Building a transactional data lake using Lake Formation and Apache Iceberg Part 3
- Hendrik Hagen
- Aws
- February 17, 2025
Table of Contents
Introduction
In the first two parts of this series, we built a transactional Data Lake using AWS LakeFormation and Apache Iceberg. We started by setting up the foundational components, including data ingestion with AWS DMS, followed by transforming and managing data in Iceberg tables using AWS Glue. We also explored Iceberg’s ACID transactions, schema evolution, and time travel features to ensure consistency and flexibility in our Data Lake.
Now, in Part 3, we take the final step—integrating a Business Intelligence (BI) workload.

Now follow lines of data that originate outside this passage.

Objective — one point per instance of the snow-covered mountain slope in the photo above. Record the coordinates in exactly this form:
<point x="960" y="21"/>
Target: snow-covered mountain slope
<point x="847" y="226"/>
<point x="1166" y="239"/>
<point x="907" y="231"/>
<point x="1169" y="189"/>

Storing and organizing data efficiently is just the beginning; the real value comes from analyzing it and deriving insights that drive business decisions. In this blog, we’ll consolidate data stored in Iceberg tables and leverage Amazon QuickSight to build an interactive dashboard. This will allow us to visualize trends, uncover patterns, and make data-driven decisions in real time.
By the end of this post, you will have a fully functional BI-ready Data Lake, enabling seamless analytics and reporting on transactional datasets with Apache Iceberg and AWS QuickSight.
This blog post is the third in a three-part series on building a transactional Data Lake using AWS LakeFormation and Apache Iceberg.
Part 1: “Building a transactional data lake using Lake Formation and Apache Iceberg Part 1” - We’ll lay the foundation by setting up the Data Lake using AWS LakeFormation and ingesting data from a sample source database with AWS Database Migration Service (DMS).
Part 2: “Building a transactional data lake using Lake Formation and Apache Iceberg Part 2” – We expanded the Data Lake by setting up ELT pipelines with AWS Glue. These jobs cleaned and transformed the raw ingested data into Iceberg tables, making it ready for downstream analytics.
Part 3 (This Post): We’ll complete the series by integrating a Business Intelligence (BI) workload. This includes consolidating data stored in Iceberg tables and using it as the foundation for a QuickSight dashboard for visualization and insights.
Architecture
Before we dive in, let’s take a look at the architecture we’ll be building. The goal is to enhance our existing Data Lake by introducing Business Intelligence capabilities and a consolidated data layer.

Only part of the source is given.